The budget offers few details on how the government would enforce this cap across a worker’s various accounts, but you can bet it would be complicated. Right now the government doesn’t track all tax-deferred account balances. Financial firms don’t have to send IRS 1099 forms to investors unless there’s a distribution, nor do the firms know how much customers hold at other institutions.

So the IRS would get new power to impose new burdens on millions of taxpayers. And all so the government could raise what the White House claims would be $9 billion more in revenue over 10 years, as if people wouldn’t change their savings habits. After this proposal, only a fool would pay taxes now to transfer to a “tax-free” Roth IRA that the feds may decide to tax someday.

The Journal also touches on the animus implicit in the proposal:

The Administration’s political motive here is two-fold: First, it’s a redistributionist play and a revenue grab. But for many on the left it’s also about reducing the ability of individuals to make themselves independent of the state. They have always disliked IRAs, just as they oppose health-savings accounts, because over time they make Americans less dependent on federal entitlements or transfer payments.

Amazingly, Mr. Obama has surveyed the economic landscape and somehow decided that it’s time to discourage savings if you make more than he thinks is “reasonable.”

The Democrats’ relentless scheming to reduce us to wards of the state calls for an equal and opposite reaction. The University of Chicago’s John Cochrane seems to me to be on to something in calling for an aggregate alternative maximum tax.

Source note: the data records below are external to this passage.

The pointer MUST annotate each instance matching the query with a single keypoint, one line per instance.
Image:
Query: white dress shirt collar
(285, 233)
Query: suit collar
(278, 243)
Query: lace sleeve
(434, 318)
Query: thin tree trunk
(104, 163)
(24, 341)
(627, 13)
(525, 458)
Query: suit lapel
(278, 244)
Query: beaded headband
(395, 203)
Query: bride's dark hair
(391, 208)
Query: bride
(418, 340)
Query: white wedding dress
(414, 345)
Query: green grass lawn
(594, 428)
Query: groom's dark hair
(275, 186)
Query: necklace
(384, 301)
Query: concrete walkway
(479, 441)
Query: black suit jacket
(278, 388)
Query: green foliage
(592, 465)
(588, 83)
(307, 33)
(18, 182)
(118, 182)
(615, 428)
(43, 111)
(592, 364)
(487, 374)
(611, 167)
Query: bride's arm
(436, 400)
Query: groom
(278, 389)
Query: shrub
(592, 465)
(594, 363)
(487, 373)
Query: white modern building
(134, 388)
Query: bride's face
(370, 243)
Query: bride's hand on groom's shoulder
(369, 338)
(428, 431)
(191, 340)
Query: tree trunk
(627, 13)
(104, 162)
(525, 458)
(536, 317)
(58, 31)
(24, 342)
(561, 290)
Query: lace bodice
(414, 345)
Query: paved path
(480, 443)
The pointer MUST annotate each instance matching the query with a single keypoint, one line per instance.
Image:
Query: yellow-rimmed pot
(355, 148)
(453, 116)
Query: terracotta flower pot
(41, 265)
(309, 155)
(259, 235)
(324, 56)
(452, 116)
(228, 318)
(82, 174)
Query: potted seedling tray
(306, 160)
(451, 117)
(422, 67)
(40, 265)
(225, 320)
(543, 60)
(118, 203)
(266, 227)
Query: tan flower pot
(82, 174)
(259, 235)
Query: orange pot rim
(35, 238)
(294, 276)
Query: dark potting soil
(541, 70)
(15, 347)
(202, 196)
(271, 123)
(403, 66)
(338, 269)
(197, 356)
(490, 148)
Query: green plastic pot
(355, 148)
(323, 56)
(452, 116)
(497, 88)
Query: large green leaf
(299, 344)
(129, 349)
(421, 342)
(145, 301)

Obama is concerned that you may have sheltered too much income from taxation by saving improvidently for your retirement and asks how much is too much. Cochrane’s proposal raises the question from the other side of the equation. When has the government taken enough of your income? Doesn’t justice impose a limit?

The answer that inheres in the liberals’ approach is the one with which Bill Voegeli titles his book: Never Enough. That probably should be Never Enough! (with an exclamation point added).

Cochrane proposes 50 percent as the limit of an alternative maximum tax, but he concedes that the principle matters more than the number. He invites debate on the number.

Cochrane seems to me to have brought forward a highly constructive proposal. The debate it would elicit should be highly illuminating and even educational.